Prices may increase to between $270 and $300 a metric ton, analysts from Macquarie Group Ltd., Morgan Stanley and Daiwa Capital Markets said. Mills agreed to pay $225 a ton for the three months starting Jan. 1, Bank of America Merrill Lynch analysts said last month.
“Queensland accounts for the majority of the premium hard coking coal supply on a global seaborne basis,” Alex Tonks, a commodity strategist at Bank of America Merrill Lynch in Sydney, said by telephone. “A lot of operations have been impacted. It certainly looks pretty bad at this stage.”
Rain in the Australian state has inundated an area the size of France and Germany, prompting BHP Billiton Ltd. and Rio Tinto Group to declare force majeure, a legal clause that allows mines to miss deliveries. About 37 percent of the world’s traded coking coal is affected, according to Macquarie. Queensland floods in 2008 left steel producers, including Japan’s Nippon Steel Corp. and JFE Holdings Inc., with a threefold increase in annual contract prices to about $300 a ton.

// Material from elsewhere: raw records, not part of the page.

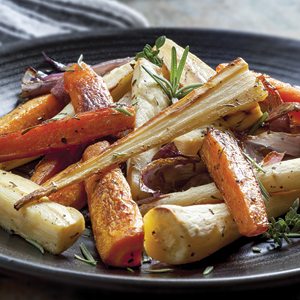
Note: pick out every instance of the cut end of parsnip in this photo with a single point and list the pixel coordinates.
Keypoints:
(180, 235)
(51, 225)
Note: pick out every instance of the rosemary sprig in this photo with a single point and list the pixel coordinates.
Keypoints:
(172, 88)
(285, 228)
(260, 122)
(151, 53)
(87, 256)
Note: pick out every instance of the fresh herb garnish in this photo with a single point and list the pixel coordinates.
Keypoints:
(80, 60)
(208, 270)
(285, 228)
(151, 53)
(87, 256)
(256, 165)
(36, 245)
(260, 122)
(172, 88)
(263, 190)
(146, 259)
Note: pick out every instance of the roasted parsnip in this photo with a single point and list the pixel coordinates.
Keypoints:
(235, 178)
(281, 177)
(116, 220)
(216, 98)
(150, 100)
(53, 226)
(179, 235)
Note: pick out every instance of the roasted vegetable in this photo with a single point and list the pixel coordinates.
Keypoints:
(116, 221)
(281, 177)
(87, 90)
(68, 110)
(150, 100)
(204, 105)
(64, 133)
(235, 178)
(52, 226)
(31, 113)
(180, 235)
(119, 79)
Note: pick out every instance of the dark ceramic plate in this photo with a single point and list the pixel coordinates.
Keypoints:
(235, 266)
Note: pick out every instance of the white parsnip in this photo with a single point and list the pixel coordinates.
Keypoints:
(149, 99)
(233, 89)
(281, 177)
(180, 235)
(51, 225)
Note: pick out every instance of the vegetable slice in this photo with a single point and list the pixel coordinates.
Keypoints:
(31, 113)
(64, 133)
(52, 226)
(204, 105)
(116, 220)
(235, 178)
(179, 235)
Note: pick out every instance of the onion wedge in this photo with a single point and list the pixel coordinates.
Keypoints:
(232, 89)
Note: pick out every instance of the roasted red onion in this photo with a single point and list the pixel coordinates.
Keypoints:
(281, 142)
(172, 174)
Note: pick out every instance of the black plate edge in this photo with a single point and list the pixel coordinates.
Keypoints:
(280, 278)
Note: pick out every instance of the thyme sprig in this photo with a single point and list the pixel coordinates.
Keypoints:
(87, 256)
(151, 53)
(172, 88)
(285, 228)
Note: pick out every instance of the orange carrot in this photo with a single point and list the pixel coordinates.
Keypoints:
(87, 90)
(64, 133)
(116, 220)
(31, 113)
(234, 177)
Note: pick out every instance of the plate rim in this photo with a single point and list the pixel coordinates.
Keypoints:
(124, 282)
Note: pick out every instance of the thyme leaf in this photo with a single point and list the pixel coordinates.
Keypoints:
(151, 53)
(286, 227)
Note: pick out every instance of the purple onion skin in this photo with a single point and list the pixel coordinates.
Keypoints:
(40, 86)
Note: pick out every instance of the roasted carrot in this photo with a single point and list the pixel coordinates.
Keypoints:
(64, 133)
(31, 113)
(53, 163)
(116, 220)
(288, 93)
(87, 90)
(235, 178)
(73, 195)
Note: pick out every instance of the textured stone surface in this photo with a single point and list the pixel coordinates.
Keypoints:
(276, 17)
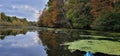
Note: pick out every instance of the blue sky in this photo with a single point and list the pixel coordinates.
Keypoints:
(29, 9)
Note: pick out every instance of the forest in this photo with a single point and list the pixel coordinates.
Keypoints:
(103, 15)
(14, 21)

Australian free-on-board prices may climb to $270 a ton for three-month contracts starting April 1 as the floods threaten to take as much as 10 million tons of metallurgical coal out of the market, said Colin Hamilton, a London-based Macquarie analyst.
$300 A TON
Morgan Stanley said coking coal prices may surge to $292.50, and Daiwa Capital analyst David Brennan said they may jump to $300.
Free on board is a term indicating that delivery at the seller’s expense is included in the invoice price.